Zwei Jahre nach Beginn einer beispiellosen Repressionswelle des belarusischen Regimes gegen Andersdenkende legt die deutsch-schweizerische Menschenrechtsorganisation Libereco einen Grafik-Report zur Situation der mittlerweile über 1100 politischen Gefangenen in dem EU-Nachbarland vor.

Mit der Verhaftung des Bloggers Uladzimir Niaronski am 8. Mai 2020 begann in Belarus eine Welle staatlichen Terrors, die seitdem andauert. Niaronski war Autor eines oppositionellen Youtube-Kanals und wurde deshalb zu 3 Jahren Haft verurteilt. Nur wenige Wochen nach ihm wurden auch die beiden Präsidentschaftskandidaten Siarhei Tsikhanouski und Viktar Babaryka festgenommen, die mittlerweile zu drakonischen Haftstrafen von 18 beziehungsweise 14 Jahren verurteilt wurden.

Die Repression in Zahlen

Libereco hat alle vom belarusischen Menschenrechtszentrum Viasna bisher dokumentierten Fälle politischer Gefangenen ausgewertet. Demnach erhöhte sich die Anzahl der politischen Gefangenen von 187 Inhaftierten im Jahr 2020 auf nunmehr 1225. In den ersten vier Monaten dieses Jahres sind bereits 119 neue Fälle hinzugekommen. Mit 87 Prozent ist der Mehrzahl der Inhaftierten männlich.

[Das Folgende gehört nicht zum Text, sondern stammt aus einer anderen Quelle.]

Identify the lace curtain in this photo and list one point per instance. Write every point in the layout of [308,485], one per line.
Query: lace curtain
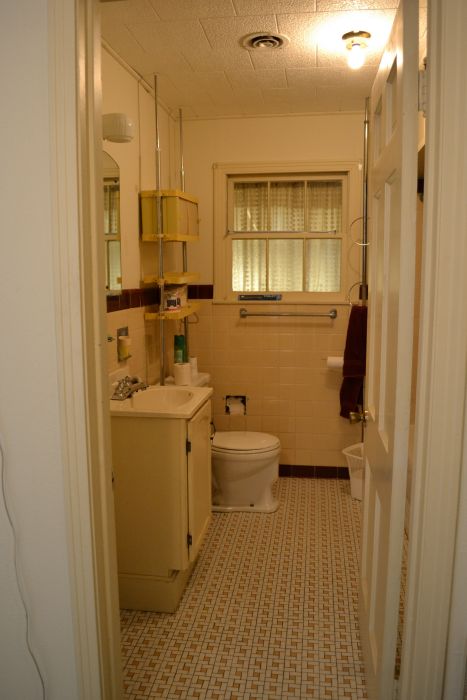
[324,207]
[323,265]
[287,206]
[251,206]
[249,265]
[287,264]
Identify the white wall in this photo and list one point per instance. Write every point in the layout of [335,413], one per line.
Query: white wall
[329,137]
[30,422]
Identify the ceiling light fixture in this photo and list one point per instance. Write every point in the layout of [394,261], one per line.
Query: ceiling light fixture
[356,43]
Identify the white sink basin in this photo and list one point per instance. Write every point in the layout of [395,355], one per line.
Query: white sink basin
[162,402]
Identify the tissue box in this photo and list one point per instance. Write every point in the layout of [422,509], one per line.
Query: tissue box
[174,297]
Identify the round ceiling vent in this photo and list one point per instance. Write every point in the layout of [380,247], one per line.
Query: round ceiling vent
[263,40]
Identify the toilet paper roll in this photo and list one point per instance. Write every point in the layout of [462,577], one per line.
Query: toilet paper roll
[236,409]
[335,362]
[182,373]
[123,347]
[194,366]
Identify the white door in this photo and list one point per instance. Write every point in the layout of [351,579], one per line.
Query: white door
[392,212]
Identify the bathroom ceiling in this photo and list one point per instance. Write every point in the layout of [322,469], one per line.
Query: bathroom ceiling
[195,48]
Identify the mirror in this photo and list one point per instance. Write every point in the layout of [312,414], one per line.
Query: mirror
[113,265]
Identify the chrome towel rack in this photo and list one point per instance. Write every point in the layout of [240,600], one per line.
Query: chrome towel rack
[332,313]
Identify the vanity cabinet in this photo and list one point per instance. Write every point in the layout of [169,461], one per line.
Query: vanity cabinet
[162,487]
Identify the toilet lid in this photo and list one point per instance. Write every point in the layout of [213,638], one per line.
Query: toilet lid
[245,441]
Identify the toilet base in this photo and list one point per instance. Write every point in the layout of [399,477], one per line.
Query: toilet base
[269,508]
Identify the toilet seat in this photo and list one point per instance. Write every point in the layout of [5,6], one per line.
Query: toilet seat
[244,442]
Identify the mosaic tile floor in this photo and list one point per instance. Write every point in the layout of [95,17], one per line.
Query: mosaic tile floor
[270,611]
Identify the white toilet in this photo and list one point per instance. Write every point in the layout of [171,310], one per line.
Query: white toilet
[245,466]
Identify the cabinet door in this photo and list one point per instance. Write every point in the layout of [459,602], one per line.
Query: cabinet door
[199,478]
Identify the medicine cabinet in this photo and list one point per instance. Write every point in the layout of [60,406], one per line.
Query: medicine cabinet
[113,265]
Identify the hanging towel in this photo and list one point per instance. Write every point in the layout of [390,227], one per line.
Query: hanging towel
[351,393]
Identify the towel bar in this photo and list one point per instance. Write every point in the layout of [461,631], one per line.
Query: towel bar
[327,314]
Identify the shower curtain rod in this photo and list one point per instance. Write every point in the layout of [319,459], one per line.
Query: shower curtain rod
[327,314]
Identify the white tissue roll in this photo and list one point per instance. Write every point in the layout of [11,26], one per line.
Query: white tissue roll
[182,373]
[335,362]
[194,366]
[123,347]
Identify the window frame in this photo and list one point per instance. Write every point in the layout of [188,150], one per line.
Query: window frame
[225,174]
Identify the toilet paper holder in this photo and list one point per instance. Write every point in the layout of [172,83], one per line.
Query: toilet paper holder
[235,405]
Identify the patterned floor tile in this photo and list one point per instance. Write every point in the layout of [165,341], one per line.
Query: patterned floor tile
[270,611]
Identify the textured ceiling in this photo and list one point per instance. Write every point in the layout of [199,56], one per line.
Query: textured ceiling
[194,46]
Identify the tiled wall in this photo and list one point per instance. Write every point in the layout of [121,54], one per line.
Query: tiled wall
[280,365]
[145,348]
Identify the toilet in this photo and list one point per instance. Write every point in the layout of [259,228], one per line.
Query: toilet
[245,465]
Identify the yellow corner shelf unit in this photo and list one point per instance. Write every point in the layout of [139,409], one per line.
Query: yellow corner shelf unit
[172,278]
[180,221]
[183,312]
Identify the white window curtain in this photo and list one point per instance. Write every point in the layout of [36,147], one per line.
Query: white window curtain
[324,210]
[287,206]
[250,206]
[323,265]
[285,265]
[249,265]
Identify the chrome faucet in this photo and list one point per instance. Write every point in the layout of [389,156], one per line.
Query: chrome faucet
[126,387]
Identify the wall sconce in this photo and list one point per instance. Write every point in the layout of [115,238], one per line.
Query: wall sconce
[356,43]
[117,127]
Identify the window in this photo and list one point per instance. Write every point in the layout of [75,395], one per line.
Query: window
[112,233]
[284,233]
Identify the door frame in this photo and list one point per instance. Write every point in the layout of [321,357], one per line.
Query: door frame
[439,456]
[433,566]
[76,180]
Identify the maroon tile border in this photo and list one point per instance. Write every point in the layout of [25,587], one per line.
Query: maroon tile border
[313,472]
[133,298]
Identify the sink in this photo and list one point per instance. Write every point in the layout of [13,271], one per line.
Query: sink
[162,402]
[160,398]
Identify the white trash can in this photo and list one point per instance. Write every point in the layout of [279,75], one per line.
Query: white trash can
[354,456]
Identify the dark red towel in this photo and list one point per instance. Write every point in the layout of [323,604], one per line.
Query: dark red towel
[351,393]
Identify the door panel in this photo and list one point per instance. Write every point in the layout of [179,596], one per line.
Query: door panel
[392,198]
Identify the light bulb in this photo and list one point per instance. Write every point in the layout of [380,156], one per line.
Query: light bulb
[356,43]
[356,57]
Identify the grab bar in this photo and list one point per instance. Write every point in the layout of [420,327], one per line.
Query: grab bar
[327,314]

Fünf politische Gefangene sind bereits länger als 600 Tage inhaftiert ohne dass sie bisher überhaupt zu irgendeiner Haftstrafe verurteilt worden sind. Insgesamt warten 30 Prozent der Inhaftierten nach wie vor auf ihr Urteil, während 70 Prozent der politischen Gefangenen zu Haftstrafen zwischen 9 Monaten und 20 Jahren verurteilt worden sind. Die Gesamtdauer aller bisher verhängten Haftstrafen der gegenwärtig Inhaftierten beläuft sich auf unfassbare 2756 Jahre – was über einer Million Tagen entspricht.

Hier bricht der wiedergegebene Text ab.